SIGILO – O sigilo dos dados pessoais só será aceito em casos excepcionais, após apreciação do ouvidor. Para esse fim, o manifestante terá que justificar a solicitação.

ANONIMATO – Manifestações anônimas só serão admitidas se vierem com as informações necessárias para identificação do fato. Em caso de denúncias, somente após análise da completude das informações pelo Promotor de Justiça, a manifestação anônima poderá gerar ou não a instauração de um procedimento de investigação. A ouvidoria não presta informações por telefone acerca do andamento de manifestações anônimas.


OBS: Em caso de manifestações que tragam graves indícios de fatos contra Promotores e Procuradores de Justiça, a Ouvidoria poderá levar a questão (através de representação) diretamente ao Conselho Nacional do Ministério Público (CNMP) ou órgãos da Administração Superior do MPPE, tais como a Corregedoria-Geral, Procuradoria-Geral e Conselho Superior.
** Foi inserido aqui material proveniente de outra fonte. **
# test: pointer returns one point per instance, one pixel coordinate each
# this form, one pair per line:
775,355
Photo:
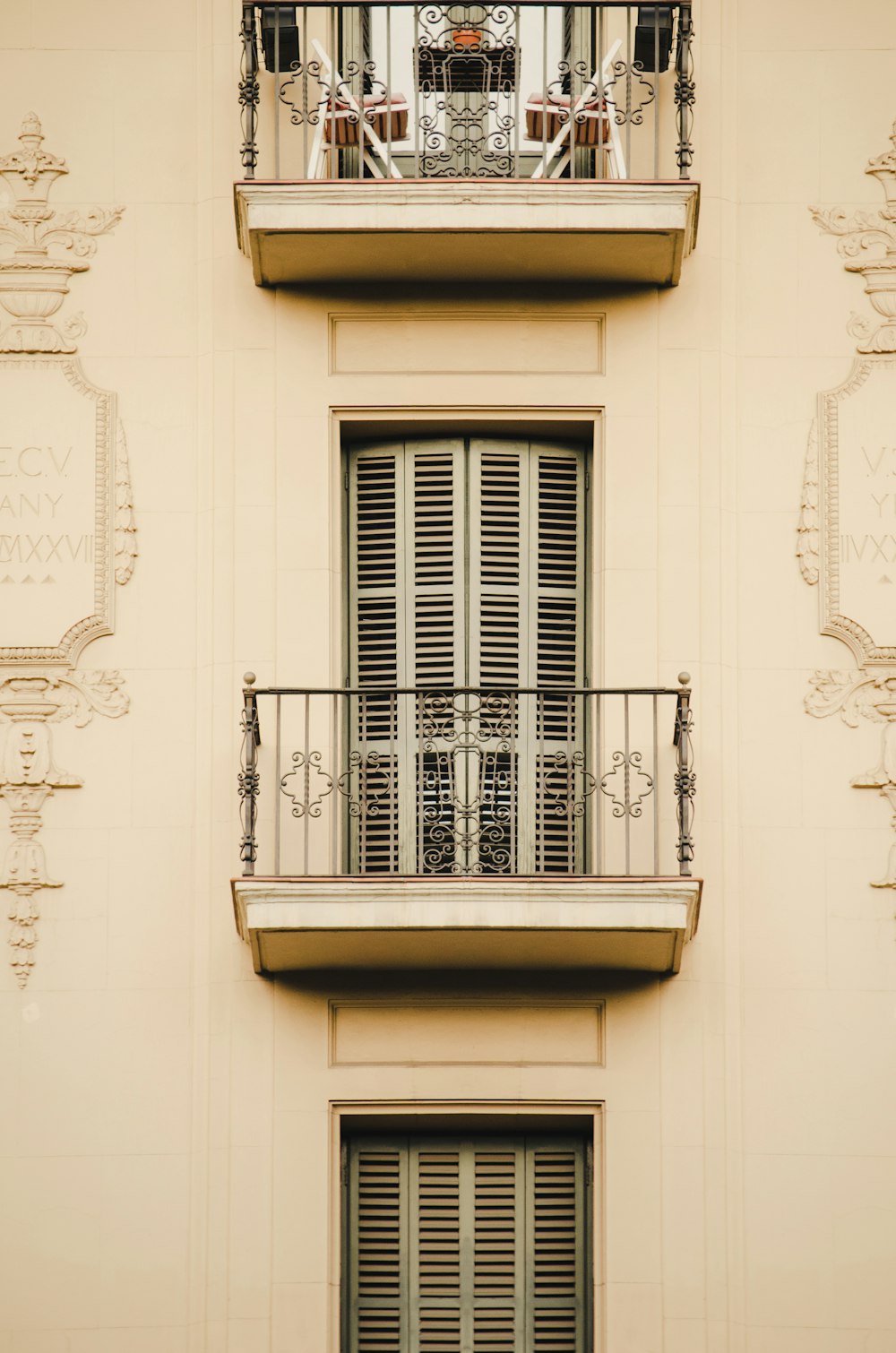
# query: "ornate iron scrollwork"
306,764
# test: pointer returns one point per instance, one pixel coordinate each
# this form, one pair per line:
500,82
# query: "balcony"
467,142
467,828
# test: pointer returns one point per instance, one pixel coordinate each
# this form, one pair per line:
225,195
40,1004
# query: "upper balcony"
467,828
458,142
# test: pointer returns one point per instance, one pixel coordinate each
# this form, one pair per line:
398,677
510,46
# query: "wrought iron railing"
467,781
467,90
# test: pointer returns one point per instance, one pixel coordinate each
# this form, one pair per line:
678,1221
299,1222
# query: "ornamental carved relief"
66,520
846,533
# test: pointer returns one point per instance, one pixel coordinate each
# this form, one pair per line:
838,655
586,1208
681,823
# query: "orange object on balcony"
466,39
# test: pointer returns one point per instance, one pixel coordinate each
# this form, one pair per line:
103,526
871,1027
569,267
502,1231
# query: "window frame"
524,1133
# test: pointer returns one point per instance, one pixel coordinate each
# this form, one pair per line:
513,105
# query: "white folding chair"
593,108
342,106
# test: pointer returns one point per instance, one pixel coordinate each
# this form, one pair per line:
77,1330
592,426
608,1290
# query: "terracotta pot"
344,132
589,130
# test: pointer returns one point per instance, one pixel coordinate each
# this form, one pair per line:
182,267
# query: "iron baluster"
655,797
685,90
276,781
248,779
249,90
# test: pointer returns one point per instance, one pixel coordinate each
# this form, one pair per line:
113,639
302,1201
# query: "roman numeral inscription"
34,511
858,504
56,504
47,549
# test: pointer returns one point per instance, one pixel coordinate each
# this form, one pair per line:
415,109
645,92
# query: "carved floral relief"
66,520
846,535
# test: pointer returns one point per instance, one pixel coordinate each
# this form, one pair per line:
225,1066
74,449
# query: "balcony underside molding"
370,923
617,231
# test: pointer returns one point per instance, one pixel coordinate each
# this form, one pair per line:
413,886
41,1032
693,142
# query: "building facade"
506,961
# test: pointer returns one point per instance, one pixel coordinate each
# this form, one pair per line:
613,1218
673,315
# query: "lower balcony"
437,828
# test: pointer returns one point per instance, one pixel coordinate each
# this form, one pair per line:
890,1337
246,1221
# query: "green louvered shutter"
467,567
406,628
466,1245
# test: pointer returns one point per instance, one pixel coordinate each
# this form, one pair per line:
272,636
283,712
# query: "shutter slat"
467,568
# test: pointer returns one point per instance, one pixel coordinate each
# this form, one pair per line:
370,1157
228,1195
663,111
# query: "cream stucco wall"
168,1165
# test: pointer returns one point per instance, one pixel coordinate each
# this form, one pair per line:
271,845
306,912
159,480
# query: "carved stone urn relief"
66,524
846,540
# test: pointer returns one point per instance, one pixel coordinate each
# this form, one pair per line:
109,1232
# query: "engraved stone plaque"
57,455
857,466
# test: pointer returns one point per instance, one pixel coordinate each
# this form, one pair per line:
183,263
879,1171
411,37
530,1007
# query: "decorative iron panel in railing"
467,781
467,90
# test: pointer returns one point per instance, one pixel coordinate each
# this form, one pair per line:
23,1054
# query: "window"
466,1245
466,570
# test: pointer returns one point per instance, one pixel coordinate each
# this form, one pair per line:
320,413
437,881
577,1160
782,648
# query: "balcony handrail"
497,687
506,775
586,105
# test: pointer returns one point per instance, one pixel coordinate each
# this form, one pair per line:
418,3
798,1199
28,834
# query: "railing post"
248,779
685,90
685,780
249,90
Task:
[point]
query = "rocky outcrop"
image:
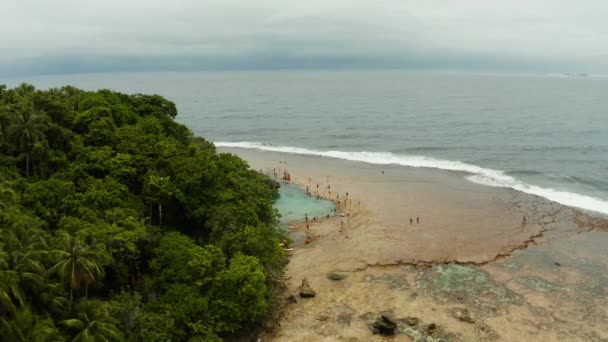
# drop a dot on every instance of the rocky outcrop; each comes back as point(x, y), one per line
point(384, 324)
point(336, 276)
point(305, 290)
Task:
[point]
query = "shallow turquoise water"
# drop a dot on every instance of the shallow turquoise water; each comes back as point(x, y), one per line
point(293, 204)
point(543, 135)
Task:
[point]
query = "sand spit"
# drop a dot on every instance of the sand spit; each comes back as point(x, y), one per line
point(471, 270)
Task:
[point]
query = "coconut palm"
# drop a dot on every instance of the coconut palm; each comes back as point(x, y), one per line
point(158, 189)
point(78, 263)
point(7, 198)
point(27, 327)
point(10, 293)
point(26, 251)
point(27, 128)
point(93, 322)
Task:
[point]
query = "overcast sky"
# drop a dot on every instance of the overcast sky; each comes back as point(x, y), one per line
point(44, 36)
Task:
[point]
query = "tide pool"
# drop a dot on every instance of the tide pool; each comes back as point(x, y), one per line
point(293, 204)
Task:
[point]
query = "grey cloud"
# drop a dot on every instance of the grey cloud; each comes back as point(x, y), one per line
point(42, 36)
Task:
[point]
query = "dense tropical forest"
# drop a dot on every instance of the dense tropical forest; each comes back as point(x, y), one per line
point(117, 224)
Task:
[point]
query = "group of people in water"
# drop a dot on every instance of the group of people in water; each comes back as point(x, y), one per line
point(342, 201)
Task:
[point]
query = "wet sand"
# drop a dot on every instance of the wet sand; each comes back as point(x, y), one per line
point(470, 270)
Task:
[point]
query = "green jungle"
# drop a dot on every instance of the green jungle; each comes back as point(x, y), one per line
point(118, 224)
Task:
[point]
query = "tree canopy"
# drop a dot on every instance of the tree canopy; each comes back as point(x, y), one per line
point(118, 224)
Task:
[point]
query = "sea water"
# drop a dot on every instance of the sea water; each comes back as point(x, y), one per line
point(540, 134)
point(294, 204)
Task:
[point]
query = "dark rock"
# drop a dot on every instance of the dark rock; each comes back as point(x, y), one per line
point(322, 317)
point(431, 328)
point(463, 315)
point(411, 321)
point(305, 290)
point(385, 324)
point(336, 276)
point(345, 318)
point(291, 300)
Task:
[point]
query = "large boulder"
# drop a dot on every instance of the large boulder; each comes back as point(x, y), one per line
point(305, 290)
point(385, 324)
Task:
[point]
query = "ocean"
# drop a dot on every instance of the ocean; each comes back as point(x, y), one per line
point(542, 134)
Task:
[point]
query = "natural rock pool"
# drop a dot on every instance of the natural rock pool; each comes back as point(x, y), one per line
point(293, 204)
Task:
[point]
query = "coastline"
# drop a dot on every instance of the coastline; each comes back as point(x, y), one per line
point(468, 231)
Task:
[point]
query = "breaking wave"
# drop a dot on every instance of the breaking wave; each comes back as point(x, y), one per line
point(477, 174)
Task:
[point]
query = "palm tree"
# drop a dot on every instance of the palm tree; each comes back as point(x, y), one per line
point(10, 293)
point(7, 198)
point(27, 327)
point(159, 188)
point(93, 322)
point(26, 129)
point(79, 263)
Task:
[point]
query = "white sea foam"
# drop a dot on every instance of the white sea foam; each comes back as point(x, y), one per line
point(478, 174)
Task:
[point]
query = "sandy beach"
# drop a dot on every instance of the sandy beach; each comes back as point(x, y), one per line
point(472, 269)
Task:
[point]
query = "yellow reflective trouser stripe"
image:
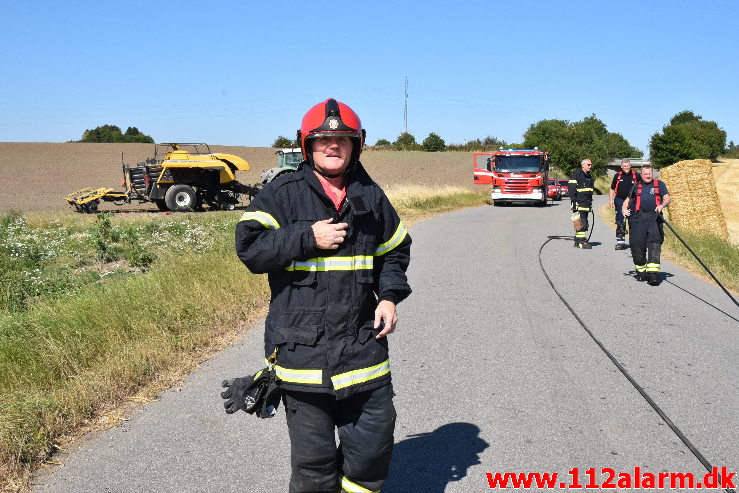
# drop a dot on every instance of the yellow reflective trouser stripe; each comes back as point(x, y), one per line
point(362, 375)
point(323, 264)
point(264, 218)
point(314, 377)
point(394, 240)
point(350, 486)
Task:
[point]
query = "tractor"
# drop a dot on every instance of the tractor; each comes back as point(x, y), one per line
point(179, 177)
point(287, 161)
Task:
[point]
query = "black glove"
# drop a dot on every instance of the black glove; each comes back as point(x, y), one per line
point(234, 393)
point(258, 394)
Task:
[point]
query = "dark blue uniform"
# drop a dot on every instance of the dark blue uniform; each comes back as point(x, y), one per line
point(581, 195)
point(646, 227)
point(321, 319)
point(621, 185)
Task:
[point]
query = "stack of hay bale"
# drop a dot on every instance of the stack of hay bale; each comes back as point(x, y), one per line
point(695, 204)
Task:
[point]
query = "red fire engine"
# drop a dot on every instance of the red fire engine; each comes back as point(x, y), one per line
point(517, 175)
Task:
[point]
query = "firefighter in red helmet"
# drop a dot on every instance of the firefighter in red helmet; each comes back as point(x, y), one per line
point(336, 253)
point(643, 207)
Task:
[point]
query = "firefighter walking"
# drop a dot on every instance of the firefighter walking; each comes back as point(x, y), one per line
point(643, 207)
point(620, 188)
point(581, 197)
point(335, 253)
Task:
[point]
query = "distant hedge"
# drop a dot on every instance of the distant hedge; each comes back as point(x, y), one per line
point(112, 133)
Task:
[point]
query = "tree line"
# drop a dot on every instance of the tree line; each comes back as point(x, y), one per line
point(686, 136)
point(112, 133)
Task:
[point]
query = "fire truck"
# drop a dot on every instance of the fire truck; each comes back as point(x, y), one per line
point(516, 175)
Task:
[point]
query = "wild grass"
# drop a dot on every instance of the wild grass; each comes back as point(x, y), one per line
point(414, 202)
point(720, 256)
point(73, 349)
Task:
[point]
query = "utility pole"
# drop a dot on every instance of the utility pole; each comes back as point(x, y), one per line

Quando se tratar de servidor, poderá ser encaminhada à Procuradoria-Geral de Justiça e/ou Secretaria-Geral.

CENTROS DE APOIO

CAOPs

Os Centros de Apoio Operacional às Promotorias de Justiça (Caop) são órgãos auxiliares da atividade funcional do Ministério Público, instituídos com a finalidade de subsidiar os órgãos de execução, a exemplo dos promotores e procuradores de Justiça, por meio do estímulo à integração e ao intercâmbio entre esses órgãos que atuam na mesma área de atividade e/ou que tenham atribuições comuns. Outra finalidade é estabelecer o intercâmbio entre esses órgãos de execução com entidades ou órgãos públicos ou privados que atuem em áreas afins, para a obtenção de elementos técnicos especializados necessários ao desempenho das funções dos promotores e procuradores de Justiça, entre outros.

Atualmente, existem no MPPE nove Centros de Apoio Operacional. São eles: O Centro de Apoio Operacional às Promotorias de Combate à Sonegação Fiscal (Caop Sonegação Fiscal); de Tutela de Fundações e Entidades de Interesse Social (Caop Fundações e Entidades de Interesse Social); assim como os Centros de Apoio Operacional às Promotorias em Defesa da Cidadania (Caop Cidadania); do Consumidor (Caop Consumidor); da Infância e Juventude (Caop Infância e Juventude); do Meio Ambiente (Caop Meio Ambiente); do Patrimônio Público (Caop Patrimônio Público); da Saúde (Caop Saúde).